With the successful attack on Taranto, Illustrious had earned her place in history. However, within a few months, the new armored carrier found herself the objective of a massive air attack. On January 10, 1941, Illustrious was part of a task force assigned to escort a large convoy of British vessels bound for Greece and the Middle East when she came under air attack. The first attackers, Italian torpedo bombers, were driven off by Fulmar fighters flying from the carrier’s deck. The torpedo bombers proved to be a distraction, drawing British attention away from a large formation of Junkers Ju-87 Stuka dive-bombers and Ju-88 bombers that came in from the north at 12,000 feet. The Stukas screamed down on the carrier.
Illustrious Down But Not Out
Illustrious suffered seven bomb hits from the Stukas and was set on fire. Had it not been for the armored flight deck, the ship would probably have been sunk. As it was, Illustrious was out of the war for several months, undergoing repairs in the United States at the naval shipyards in Norfolk, Virginia. The carrier returned to service in time to provide support for the Allied landings on Madagascar in September 1942. Illustrious was the first British carrier to have search radar installed and the first to have a fighter control officer assigned. With the new equipment and tactics, her planes were credited with the destruction of 75 German and Italian planes within the span of six months.
HMS Formidable also saw action with the Mediterranean Fleet.
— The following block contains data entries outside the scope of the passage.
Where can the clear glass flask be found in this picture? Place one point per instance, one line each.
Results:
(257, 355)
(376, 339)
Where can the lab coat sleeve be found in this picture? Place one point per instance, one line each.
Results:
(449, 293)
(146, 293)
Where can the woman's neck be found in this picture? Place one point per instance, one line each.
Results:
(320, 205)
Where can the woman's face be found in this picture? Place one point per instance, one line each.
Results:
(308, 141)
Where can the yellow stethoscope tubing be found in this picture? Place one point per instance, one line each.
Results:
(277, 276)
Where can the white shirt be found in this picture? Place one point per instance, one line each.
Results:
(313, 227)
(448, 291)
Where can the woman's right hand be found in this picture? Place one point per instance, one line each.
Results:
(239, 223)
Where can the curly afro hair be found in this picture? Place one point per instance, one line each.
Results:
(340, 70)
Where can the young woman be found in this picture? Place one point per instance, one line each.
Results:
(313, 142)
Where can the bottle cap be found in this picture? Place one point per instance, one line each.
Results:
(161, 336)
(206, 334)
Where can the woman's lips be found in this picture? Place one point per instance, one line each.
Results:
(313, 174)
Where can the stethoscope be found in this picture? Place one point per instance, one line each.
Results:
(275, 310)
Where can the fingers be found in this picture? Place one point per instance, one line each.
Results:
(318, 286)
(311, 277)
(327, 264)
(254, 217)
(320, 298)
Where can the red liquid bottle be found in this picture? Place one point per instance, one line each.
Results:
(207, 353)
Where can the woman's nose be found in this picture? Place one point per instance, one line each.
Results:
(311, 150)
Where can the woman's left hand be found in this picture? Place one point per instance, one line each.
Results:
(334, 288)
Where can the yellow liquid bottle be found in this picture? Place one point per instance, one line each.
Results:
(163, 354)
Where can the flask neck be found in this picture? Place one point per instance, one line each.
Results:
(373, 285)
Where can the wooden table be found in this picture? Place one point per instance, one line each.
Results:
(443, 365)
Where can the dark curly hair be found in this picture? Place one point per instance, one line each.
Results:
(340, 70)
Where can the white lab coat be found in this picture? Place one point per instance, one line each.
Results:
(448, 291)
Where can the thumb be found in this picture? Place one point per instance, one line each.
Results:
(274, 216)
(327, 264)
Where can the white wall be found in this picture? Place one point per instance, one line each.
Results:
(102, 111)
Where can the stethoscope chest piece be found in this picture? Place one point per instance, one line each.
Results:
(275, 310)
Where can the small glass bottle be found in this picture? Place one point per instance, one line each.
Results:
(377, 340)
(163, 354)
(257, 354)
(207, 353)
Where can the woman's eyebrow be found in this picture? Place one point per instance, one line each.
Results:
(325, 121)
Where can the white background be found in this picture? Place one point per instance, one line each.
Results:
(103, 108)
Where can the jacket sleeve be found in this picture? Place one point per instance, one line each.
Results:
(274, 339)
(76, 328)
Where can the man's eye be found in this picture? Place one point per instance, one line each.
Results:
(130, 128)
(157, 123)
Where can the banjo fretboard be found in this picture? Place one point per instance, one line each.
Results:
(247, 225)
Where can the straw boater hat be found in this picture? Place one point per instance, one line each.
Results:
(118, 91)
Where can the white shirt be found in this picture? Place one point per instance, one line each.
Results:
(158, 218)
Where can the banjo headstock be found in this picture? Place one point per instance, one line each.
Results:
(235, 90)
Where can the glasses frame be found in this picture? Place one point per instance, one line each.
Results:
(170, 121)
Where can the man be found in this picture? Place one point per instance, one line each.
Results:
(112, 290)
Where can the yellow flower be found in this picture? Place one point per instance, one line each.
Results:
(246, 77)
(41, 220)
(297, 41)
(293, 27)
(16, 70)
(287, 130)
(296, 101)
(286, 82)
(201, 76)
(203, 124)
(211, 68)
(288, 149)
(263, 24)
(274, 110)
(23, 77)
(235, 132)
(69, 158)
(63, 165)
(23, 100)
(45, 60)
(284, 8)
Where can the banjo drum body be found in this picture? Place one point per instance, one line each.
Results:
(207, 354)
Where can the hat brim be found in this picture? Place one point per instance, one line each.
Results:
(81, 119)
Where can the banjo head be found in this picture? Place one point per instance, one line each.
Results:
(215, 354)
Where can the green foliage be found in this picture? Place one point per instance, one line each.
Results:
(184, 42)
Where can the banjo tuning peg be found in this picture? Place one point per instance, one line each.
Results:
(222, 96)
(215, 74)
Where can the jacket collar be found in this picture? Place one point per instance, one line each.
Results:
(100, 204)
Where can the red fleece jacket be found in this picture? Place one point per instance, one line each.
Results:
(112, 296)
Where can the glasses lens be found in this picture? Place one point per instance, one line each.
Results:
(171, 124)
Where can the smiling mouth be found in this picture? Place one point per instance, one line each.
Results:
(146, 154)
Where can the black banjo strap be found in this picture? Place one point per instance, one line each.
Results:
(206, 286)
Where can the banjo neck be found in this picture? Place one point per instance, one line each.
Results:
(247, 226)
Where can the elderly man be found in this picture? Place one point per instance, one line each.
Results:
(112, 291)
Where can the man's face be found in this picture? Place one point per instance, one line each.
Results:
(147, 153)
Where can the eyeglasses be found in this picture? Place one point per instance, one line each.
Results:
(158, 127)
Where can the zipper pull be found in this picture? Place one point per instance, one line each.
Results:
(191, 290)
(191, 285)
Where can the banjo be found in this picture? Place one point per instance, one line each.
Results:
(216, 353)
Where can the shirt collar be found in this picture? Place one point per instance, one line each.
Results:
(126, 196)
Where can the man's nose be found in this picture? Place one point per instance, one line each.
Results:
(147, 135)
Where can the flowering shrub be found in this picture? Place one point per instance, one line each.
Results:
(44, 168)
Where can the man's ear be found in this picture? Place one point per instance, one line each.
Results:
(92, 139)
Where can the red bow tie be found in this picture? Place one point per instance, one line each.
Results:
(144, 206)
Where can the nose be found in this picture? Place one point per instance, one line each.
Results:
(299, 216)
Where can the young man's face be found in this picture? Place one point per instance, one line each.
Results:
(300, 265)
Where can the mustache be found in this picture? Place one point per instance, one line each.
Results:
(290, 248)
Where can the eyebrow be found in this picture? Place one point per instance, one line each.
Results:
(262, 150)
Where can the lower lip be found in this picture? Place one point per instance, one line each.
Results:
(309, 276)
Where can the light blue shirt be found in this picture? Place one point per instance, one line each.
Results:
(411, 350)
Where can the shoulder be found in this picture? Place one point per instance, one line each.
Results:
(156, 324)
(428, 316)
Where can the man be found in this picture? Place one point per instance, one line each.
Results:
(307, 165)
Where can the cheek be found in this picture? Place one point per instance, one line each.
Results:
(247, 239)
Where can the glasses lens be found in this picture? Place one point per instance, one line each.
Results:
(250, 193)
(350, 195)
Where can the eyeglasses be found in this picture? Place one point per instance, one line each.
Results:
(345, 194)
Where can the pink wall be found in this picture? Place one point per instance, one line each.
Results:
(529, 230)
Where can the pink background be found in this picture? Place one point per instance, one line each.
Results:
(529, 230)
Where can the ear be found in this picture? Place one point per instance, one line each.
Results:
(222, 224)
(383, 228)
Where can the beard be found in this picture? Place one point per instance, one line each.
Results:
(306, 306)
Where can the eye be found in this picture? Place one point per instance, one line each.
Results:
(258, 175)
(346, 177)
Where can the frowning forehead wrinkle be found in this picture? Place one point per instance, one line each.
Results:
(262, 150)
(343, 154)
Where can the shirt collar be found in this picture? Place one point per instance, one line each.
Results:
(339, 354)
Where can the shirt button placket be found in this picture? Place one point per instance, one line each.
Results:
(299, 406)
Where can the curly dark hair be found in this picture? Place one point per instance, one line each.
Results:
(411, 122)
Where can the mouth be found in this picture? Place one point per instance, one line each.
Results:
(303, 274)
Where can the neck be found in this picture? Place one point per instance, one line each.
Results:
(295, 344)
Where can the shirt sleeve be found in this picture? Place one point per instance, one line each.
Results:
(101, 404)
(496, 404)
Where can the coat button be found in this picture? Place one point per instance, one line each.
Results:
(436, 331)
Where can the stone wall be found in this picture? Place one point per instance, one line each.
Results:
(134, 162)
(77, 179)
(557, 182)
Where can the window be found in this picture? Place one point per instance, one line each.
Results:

Only recently commissioned, Formidable had just joined the fleet after sailing through the Suez Canal. The air group on Formidableincluded a squadron equipped with Fairey Albacore torpedo bombers, which were somewhat faster than the Swordfish. The Albacore’s crew was also protected from the elements by an enclosed cockpit, but the airplane was still lacking by World War II standards.
Formidable in Pitched Battle With Italians
On March 28, 1941, while Illustrious was still in the United States undergoing repair, Formidableplayed a major role in the Battle of Cape Matapan. Admiral Andrew B. Cunningham, the British commander, attempted to engage the remnants of the Italian Navy with surface vessels, but the British cruisers were slower and not as well armed as those of the Italians. When it appeared that the Italians were getting the best of the British cruisers, Cunningham ordered the launching of a flight of six Albacores. In spite of “friendly fire” aimed at them by sailors who thought they were the enemy and attacks by German fighters, the Albacores pressed on their attack, although with negligible results. Frustrated that the Italians were escaping, Cunningham ordered a second attack, this time by three Albacores and a pair of Swordfish, led by Lt. Cmdr. J. Dalyell-Stead.
In a reversal of the situation that led to the severe damage of Illustrious a few weeks before, the small force of torpedo bombers benefited from a high altitude attack by RAF Blenheim bombers flying from Greece. The bombers diverted the attention of the Italian sailors. When the Italians spotted the low-flying torpedo bombers, a withering fire was directed at the planes, striking the lead aircraft. Lt. Cmdr. Dalyell-Stead, however, managed to release his torpedo before his airplane went into the sea. It struck the Italian battleship Vittorio Veneto and blew a large hole in the ship’s stern, leaving her dead in the water.